ECLI:NL:RBDHA:2025:7349

Rechtbank Den Haag

Datum uitspraak
30 april 2025
Publicatiedatum
30 april 2025
Zaaknummer
NL25.9805
Instantie
Rechtbank Den Haag
Type
Uitspraak
Procedures
  • Voorlopige voorziening
Rechters
  • A.S. Gaastra
Vindplaatsen
  • Rechtspraak.nl
AI samenvatting door LexboostAutomatisch gegenereerd

Afwijzing verzoek voorlopige voorziening asielaanvraag

Op 30 april 2025 heeft de voorzieningenrechter van de Rechtbank Den Haag uitspraak gedaan in de zaak van een verzoeker die een aanvraag had ingediend voor een verblijfsvergunning asiel voor bepaalde tijd. De minister van Asiel en Migratie had deze aanvraag afgewezen met een besluit van 24 februari 2025, waarbij het verzoek als kennelijk ongegrond werd aangemerkt. De verzoeker heeft hiertegen beroep ingesteld en verzocht om een voorlopige voorziening.

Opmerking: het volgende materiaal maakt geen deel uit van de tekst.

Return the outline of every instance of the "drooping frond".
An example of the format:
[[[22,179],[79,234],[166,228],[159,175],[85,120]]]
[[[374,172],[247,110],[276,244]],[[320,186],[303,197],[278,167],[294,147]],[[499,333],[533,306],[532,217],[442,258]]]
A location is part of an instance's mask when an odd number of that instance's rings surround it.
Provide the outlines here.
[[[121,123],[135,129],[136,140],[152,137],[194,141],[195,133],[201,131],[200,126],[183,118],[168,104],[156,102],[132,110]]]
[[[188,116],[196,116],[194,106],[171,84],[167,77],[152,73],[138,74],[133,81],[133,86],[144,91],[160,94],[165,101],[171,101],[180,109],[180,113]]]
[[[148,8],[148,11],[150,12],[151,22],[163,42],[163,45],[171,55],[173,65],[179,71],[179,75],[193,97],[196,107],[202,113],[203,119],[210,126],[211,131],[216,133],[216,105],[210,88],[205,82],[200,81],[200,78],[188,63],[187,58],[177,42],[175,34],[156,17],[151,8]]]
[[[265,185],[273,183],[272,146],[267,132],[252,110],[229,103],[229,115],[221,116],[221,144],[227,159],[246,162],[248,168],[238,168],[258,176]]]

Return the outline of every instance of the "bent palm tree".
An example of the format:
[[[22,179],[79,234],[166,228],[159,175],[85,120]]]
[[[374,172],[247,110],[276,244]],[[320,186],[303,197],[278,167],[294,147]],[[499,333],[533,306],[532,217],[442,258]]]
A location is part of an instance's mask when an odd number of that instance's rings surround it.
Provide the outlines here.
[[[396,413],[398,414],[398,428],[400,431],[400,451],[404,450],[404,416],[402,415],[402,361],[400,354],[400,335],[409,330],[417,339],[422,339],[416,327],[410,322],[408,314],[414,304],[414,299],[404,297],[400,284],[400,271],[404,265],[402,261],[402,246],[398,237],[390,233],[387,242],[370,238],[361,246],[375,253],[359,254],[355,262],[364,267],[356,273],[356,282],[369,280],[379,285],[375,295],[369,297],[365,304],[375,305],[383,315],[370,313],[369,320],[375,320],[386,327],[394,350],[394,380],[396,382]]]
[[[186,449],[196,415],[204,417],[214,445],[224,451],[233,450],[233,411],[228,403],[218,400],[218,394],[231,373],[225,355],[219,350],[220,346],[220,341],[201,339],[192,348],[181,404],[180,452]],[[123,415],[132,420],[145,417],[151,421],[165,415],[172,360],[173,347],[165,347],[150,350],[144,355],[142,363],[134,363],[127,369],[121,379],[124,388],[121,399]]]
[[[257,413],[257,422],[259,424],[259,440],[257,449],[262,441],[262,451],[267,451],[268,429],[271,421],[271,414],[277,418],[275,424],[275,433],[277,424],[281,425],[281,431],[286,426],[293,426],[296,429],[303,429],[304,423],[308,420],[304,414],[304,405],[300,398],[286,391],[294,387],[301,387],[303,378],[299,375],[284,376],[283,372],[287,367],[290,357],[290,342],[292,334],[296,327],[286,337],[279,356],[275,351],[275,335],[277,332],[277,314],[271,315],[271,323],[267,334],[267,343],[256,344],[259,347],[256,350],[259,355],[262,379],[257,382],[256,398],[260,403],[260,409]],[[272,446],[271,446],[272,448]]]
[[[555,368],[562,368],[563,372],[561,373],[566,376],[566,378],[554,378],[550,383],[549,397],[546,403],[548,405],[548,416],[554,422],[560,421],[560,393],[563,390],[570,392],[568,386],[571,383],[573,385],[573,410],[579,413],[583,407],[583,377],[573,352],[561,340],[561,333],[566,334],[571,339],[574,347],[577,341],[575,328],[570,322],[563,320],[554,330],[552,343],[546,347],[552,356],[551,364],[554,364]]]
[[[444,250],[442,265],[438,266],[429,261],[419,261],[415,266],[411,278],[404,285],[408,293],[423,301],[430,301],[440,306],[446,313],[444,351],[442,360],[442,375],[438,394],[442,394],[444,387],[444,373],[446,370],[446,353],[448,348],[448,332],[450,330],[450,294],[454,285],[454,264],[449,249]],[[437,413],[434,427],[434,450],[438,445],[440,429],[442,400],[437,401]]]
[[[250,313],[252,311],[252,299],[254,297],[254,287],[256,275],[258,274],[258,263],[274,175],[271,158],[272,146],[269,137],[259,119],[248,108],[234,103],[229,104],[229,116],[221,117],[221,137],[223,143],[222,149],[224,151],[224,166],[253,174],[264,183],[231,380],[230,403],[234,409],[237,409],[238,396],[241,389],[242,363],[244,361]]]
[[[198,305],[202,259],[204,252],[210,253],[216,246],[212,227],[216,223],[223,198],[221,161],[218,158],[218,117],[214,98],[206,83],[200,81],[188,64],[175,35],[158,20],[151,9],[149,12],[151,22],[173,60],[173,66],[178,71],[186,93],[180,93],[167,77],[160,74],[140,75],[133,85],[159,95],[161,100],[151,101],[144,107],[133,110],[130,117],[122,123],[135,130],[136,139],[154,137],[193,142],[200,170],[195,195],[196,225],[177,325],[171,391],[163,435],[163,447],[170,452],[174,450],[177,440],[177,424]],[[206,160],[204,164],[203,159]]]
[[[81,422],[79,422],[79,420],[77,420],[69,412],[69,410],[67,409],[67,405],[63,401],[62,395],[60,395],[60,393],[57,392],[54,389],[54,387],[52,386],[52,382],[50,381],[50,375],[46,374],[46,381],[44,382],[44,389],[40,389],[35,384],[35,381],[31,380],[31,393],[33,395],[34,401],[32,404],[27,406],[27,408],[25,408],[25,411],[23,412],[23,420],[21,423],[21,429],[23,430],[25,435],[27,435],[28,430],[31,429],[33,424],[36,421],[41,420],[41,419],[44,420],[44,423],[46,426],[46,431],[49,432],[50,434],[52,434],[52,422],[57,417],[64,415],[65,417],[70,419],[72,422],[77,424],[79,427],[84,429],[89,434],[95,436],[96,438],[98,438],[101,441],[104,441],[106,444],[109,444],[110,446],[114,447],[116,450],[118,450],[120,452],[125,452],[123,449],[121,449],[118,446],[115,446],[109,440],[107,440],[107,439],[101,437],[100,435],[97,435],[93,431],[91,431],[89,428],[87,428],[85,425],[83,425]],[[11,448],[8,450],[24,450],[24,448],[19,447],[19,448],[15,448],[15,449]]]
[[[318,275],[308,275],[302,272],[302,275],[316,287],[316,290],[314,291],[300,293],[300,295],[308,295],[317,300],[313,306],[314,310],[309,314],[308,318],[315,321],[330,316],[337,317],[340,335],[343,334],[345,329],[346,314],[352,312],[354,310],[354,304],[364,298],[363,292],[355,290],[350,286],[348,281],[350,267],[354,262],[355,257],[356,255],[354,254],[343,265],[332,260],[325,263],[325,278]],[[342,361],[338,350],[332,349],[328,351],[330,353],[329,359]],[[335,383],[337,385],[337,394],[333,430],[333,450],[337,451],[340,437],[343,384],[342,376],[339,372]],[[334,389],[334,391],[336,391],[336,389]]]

De zitting vond plaats op 31 maart 2025, waarbij de verzoeker, zijn gemachtigde mr. D.H. Yabasun, en de gemachtigde van de minister, mr. A.N. Sap, aanwezig waren. Tijdens de zitting is het verzoek om een voorlopige voorziening behandeld, maar de voorzieningenrechter heeft op dezelfde dag uitspraak gedaan in een andere zaak (NL25.9804) die verband hield met het beroep van de verzoeker.

Aangezien de rechtbank in die andere zaak uitspraak had gedaan, was er geen noodzaak meer voor een voorlopige voorziening. De voorzieningenrechter heeft daarom het verzoek om voorlopige voorziening afgewezen en er is geen aanleiding voor een proceskostenveroordeling. De uitspraak is gedaan door mr. A.S. Gaastra, in aanwezigheid van griffier mr. S.M. Hampsink, en is openbaar gemaakt. Tegen deze uitspraak staat geen hoger beroep of verzet open.

Uitspraak

RECHTBANK DEN HAAG
Zittingsplaats Arnhem
Bestuursrecht
zaaknummer: NL25.9805

uitspraak van de voorzieningenrechter van 30 april 2025 in de zaak tussen

[verzoeker], v-nummer: [nummer], verzoeker

(gemachtigde: mr. D.H. Yabasun),
en

de minister van Asiel en Migratie

(gemachtigde: mr. A.N. Sap).

Inleiding

1. Verzoeker heeft een aanvraag ingediend tot het verlenen van een verblijfsvergunning asiel voor bepaalde tijd ingediend. De minister heeft met het bestreden besluit van 24 februari 2025 deze aanvraag afgewezen als kennelijk ongegrond. Verzoeker heeft hiertegen beroep ingesteld en de voorzieningenrechter gevraagd om een voorlopige voorziening te treffen.
1.1.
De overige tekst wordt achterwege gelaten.